Doch auch die Aussagen des tschechischen Ministerpräsidenten haben in den letzten Tagen eine Rolle gespielt. Was Heinz Kienzl von der Gesellschaft für Europapolitik als "Zeman-Effekt" bezeichnete, fasste Meinungsforscher Peter Ulram in Zahlen. Zwischen 50.000 und 100.000 Unterschriften hätten die Äußerungen des Politikers gebracht. Und ohne Einsatz der "Kronenzeitung" wäre die Teilnahme bei einer halben Million gelegen, schätzt der Politologe Fritz Plasser.
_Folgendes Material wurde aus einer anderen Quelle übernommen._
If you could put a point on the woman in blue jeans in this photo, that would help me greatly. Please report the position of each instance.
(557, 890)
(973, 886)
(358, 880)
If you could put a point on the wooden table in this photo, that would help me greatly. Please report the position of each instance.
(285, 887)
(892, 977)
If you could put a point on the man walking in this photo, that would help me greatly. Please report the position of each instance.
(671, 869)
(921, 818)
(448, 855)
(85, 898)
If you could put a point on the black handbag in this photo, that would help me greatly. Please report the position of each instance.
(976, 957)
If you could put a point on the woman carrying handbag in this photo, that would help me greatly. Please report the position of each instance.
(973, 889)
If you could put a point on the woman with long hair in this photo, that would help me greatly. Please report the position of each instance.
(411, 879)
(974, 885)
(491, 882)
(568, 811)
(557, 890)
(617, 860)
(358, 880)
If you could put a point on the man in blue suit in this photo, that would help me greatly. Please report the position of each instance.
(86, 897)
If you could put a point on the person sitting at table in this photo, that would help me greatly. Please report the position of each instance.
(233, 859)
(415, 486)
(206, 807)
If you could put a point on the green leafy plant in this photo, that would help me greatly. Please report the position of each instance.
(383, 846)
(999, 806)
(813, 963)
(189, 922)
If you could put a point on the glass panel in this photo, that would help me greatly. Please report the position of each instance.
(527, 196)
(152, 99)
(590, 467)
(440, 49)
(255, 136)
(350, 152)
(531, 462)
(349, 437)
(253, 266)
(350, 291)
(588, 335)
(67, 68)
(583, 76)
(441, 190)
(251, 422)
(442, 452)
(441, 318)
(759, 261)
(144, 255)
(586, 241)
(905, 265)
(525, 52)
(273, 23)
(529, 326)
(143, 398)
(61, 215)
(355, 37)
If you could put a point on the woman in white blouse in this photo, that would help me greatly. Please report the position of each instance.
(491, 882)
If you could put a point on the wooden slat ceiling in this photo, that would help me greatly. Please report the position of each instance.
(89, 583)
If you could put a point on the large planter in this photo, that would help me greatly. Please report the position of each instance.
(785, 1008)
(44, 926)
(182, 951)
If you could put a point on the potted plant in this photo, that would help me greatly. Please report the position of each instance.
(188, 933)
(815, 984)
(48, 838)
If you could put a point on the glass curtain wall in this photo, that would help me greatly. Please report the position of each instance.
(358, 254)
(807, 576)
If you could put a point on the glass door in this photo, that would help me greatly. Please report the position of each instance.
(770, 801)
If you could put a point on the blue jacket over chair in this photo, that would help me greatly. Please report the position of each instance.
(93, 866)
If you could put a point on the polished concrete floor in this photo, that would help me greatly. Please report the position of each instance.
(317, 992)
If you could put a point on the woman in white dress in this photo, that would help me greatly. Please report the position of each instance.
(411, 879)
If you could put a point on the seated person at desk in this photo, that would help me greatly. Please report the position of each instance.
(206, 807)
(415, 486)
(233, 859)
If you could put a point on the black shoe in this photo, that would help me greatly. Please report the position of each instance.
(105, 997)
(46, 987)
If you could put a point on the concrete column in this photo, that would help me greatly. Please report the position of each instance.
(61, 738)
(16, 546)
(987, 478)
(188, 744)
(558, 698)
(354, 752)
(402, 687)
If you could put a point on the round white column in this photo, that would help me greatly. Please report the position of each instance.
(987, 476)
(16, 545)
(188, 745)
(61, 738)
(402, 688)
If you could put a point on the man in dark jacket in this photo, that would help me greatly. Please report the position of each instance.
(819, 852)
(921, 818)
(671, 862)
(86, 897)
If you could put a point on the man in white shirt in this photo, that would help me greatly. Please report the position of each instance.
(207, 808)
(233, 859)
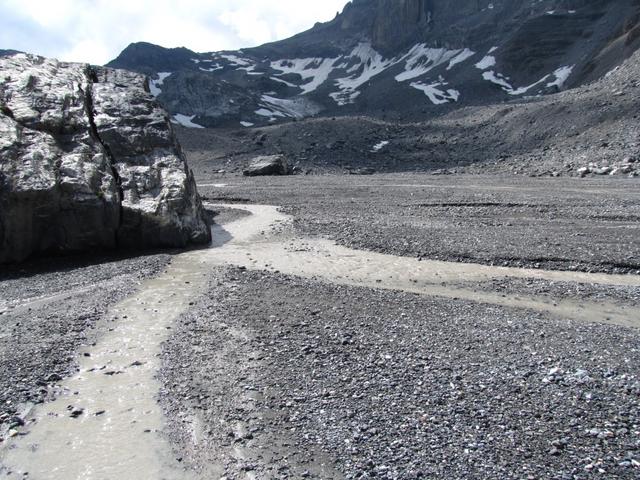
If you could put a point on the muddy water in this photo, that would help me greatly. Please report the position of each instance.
(117, 429)
(323, 259)
(117, 435)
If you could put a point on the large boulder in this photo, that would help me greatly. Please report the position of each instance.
(267, 165)
(89, 160)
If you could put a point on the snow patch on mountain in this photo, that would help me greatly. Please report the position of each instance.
(185, 121)
(487, 62)
(297, 107)
(313, 71)
(421, 60)
(154, 85)
(436, 94)
(379, 146)
(365, 63)
(461, 57)
(561, 74)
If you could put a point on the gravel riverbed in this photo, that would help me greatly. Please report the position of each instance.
(49, 310)
(365, 383)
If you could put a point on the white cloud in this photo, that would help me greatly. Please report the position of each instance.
(97, 30)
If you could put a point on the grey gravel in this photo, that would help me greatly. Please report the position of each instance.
(50, 308)
(397, 386)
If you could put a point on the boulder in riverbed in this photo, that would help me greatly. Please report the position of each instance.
(268, 165)
(89, 160)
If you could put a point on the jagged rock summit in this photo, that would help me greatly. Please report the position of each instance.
(88, 159)
(401, 59)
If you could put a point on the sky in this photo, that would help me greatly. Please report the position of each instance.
(96, 31)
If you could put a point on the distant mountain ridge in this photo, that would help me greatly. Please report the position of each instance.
(396, 58)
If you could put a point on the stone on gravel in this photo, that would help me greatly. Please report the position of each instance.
(267, 165)
(89, 160)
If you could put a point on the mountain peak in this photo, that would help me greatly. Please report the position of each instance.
(409, 58)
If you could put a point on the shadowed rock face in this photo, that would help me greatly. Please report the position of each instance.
(88, 160)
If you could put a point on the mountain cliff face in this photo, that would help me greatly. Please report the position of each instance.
(396, 58)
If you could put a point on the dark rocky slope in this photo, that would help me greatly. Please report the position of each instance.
(411, 59)
(88, 160)
(589, 130)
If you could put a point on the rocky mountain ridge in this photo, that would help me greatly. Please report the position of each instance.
(89, 161)
(402, 59)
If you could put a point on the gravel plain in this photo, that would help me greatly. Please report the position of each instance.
(567, 224)
(48, 310)
(330, 381)
(274, 376)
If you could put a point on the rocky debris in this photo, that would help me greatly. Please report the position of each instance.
(379, 384)
(628, 166)
(267, 166)
(89, 160)
(582, 126)
(586, 224)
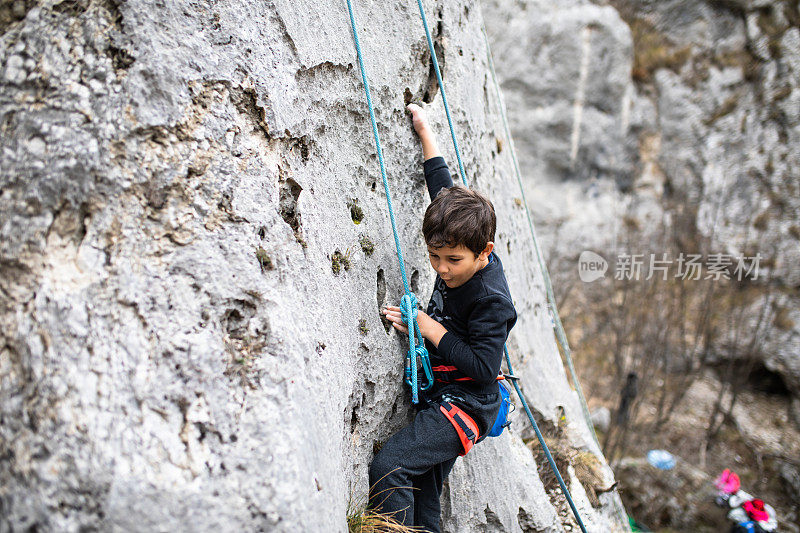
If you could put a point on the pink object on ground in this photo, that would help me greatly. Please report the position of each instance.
(755, 510)
(728, 482)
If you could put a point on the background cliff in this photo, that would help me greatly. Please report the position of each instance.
(193, 251)
(660, 129)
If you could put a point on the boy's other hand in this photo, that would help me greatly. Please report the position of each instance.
(419, 118)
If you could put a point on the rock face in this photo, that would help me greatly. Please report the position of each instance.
(194, 246)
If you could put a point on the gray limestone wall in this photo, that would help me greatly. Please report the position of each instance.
(194, 246)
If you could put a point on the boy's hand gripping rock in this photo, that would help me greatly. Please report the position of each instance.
(419, 118)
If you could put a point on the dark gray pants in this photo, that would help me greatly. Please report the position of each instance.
(406, 475)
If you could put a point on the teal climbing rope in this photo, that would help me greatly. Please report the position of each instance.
(417, 354)
(514, 379)
(558, 328)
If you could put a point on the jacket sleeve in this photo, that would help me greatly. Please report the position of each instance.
(489, 324)
(437, 175)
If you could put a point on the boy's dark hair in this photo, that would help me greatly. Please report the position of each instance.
(459, 216)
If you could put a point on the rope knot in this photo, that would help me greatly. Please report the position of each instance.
(409, 306)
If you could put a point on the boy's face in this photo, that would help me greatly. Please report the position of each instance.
(457, 264)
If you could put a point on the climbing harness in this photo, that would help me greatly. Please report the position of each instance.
(461, 421)
(417, 353)
(465, 426)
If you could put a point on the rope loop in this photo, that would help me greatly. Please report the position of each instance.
(409, 306)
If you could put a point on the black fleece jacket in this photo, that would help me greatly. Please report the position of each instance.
(478, 316)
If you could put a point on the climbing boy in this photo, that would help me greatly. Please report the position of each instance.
(467, 322)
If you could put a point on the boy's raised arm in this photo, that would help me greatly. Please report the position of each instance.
(437, 175)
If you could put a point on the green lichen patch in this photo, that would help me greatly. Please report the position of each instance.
(264, 260)
(356, 213)
(367, 246)
(340, 261)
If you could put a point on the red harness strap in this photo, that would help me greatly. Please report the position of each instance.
(465, 426)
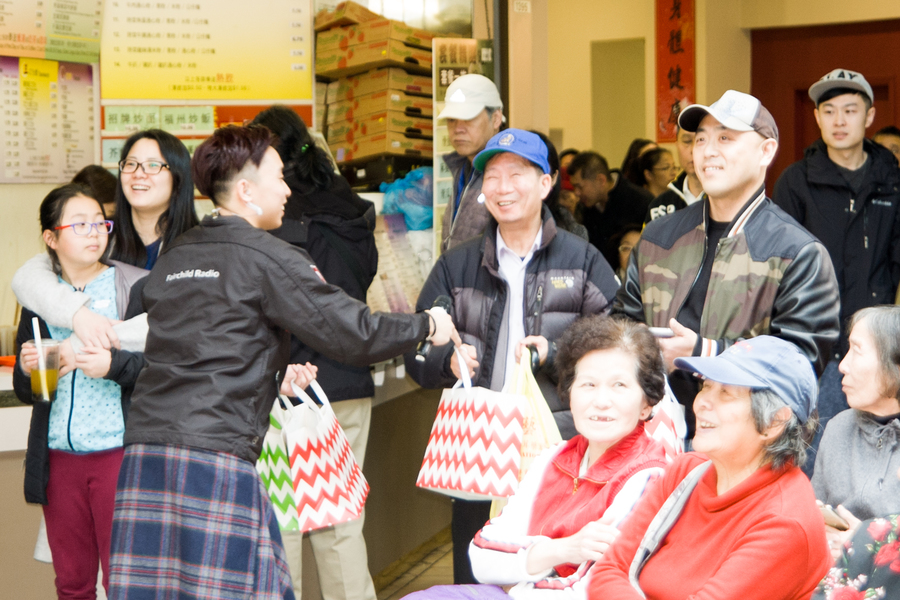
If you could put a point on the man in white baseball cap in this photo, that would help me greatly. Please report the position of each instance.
(845, 192)
(474, 113)
(731, 266)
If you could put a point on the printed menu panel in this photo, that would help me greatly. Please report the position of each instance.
(207, 50)
(66, 30)
(47, 133)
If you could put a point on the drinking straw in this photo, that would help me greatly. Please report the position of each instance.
(42, 364)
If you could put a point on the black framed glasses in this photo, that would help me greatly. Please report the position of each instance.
(102, 227)
(150, 167)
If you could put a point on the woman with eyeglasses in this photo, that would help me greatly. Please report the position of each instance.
(657, 168)
(154, 205)
(75, 442)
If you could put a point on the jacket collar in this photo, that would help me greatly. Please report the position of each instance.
(677, 185)
(489, 239)
(737, 225)
(822, 170)
(569, 460)
(872, 430)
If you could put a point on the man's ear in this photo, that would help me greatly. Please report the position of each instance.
(546, 183)
(242, 188)
(769, 148)
(781, 417)
(496, 120)
(870, 116)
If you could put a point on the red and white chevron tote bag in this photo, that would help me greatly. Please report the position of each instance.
(475, 446)
(329, 485)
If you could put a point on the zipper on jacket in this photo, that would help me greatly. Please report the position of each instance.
(538, 310)
(71, 410)
(456, 209)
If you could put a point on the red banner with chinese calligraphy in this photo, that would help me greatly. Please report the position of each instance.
(675, 52)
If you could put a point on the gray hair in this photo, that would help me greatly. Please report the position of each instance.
(792, 443)
(883, 323)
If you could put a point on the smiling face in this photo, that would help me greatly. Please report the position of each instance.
(147, 194)
(843, 121)
(470, 137)
(267, 190)
(78, 251)
(725, 429)
(863, 381)
(606, 398)
(731, 164)
(514, 189)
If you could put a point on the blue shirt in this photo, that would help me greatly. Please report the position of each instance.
(87, 413)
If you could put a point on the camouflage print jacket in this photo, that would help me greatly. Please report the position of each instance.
(769, 276)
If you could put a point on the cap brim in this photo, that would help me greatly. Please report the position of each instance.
(689, 119)
(482, 158)
(720, 370)
(461, 110)
(818, 89)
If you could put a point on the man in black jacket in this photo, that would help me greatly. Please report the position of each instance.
(522, 282)
(610, 201)
(686, 188)
(846, 192)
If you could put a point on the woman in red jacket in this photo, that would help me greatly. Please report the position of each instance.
(569, 506)
(741, 521)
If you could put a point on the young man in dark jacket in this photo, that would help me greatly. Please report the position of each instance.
(846, 192)
(521, 283)
(686, 188)
(733, 266)
(609, 201)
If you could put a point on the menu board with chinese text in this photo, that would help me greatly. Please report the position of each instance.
(47, 133)
(67, 30)
(201, 50)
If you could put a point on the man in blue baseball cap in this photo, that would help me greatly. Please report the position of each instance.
(502, 284)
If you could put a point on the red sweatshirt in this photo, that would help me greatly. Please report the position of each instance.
(763, 539)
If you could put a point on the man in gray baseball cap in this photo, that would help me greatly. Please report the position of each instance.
(846, 192)
(474, 114)
(732, 266)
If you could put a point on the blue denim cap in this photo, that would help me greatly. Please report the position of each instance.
(763, 362)
(524, 143)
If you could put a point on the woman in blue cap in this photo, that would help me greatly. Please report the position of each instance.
(740, 519)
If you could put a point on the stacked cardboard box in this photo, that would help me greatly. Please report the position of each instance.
(378, 101)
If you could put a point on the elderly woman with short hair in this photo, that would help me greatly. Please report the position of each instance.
(860, 449)
(574, 497)
(740, 519)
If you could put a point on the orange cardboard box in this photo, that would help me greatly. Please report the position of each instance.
(381, 143)
(336, 63)
(381, 101)
(375, 81)
(380, 122)
(345, 13)
(373, 31)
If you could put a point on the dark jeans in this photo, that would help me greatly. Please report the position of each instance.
(832, 400)
(469, 516)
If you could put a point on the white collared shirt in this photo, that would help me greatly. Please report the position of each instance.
(512, 270)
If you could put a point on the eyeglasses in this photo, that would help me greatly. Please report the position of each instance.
(103, 228)
(150, 167)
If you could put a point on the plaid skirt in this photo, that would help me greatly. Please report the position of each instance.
(193, 523)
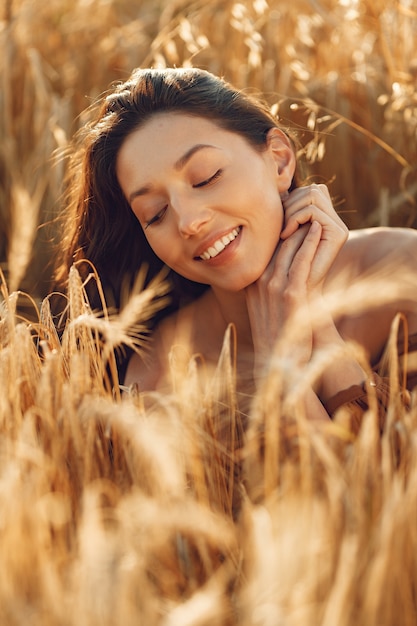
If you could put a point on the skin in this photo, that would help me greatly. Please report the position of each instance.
(192, 185)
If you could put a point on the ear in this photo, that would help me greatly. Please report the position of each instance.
(280, 148)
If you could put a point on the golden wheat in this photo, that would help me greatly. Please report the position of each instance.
(124, 508)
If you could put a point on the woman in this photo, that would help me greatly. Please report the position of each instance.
(182, 170)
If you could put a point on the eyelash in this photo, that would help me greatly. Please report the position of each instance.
(209, 180)
(158, 217)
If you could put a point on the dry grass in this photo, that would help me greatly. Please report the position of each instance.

Tatsächlich lag die Beteiligung "fast unsittlich nahe" an den Schätzungen Ulrams und Plassers, die vor Beginn der Eintragungswoche von 920.000 bis 970.000 Unterschriften ausgegangen seien. Geworden sind es dann 915.220. Wenig überraschend ist das deutliche Ost-West-Gefälle: Lag die Beteiligung in Ober- und Niederösterreich bei über 23 beziehungsweise knapp 17 Prozent, fand die Initiative in Vorarlberg und Tirol den geringsten Zulauf (6,7 und 8,7 Prozent).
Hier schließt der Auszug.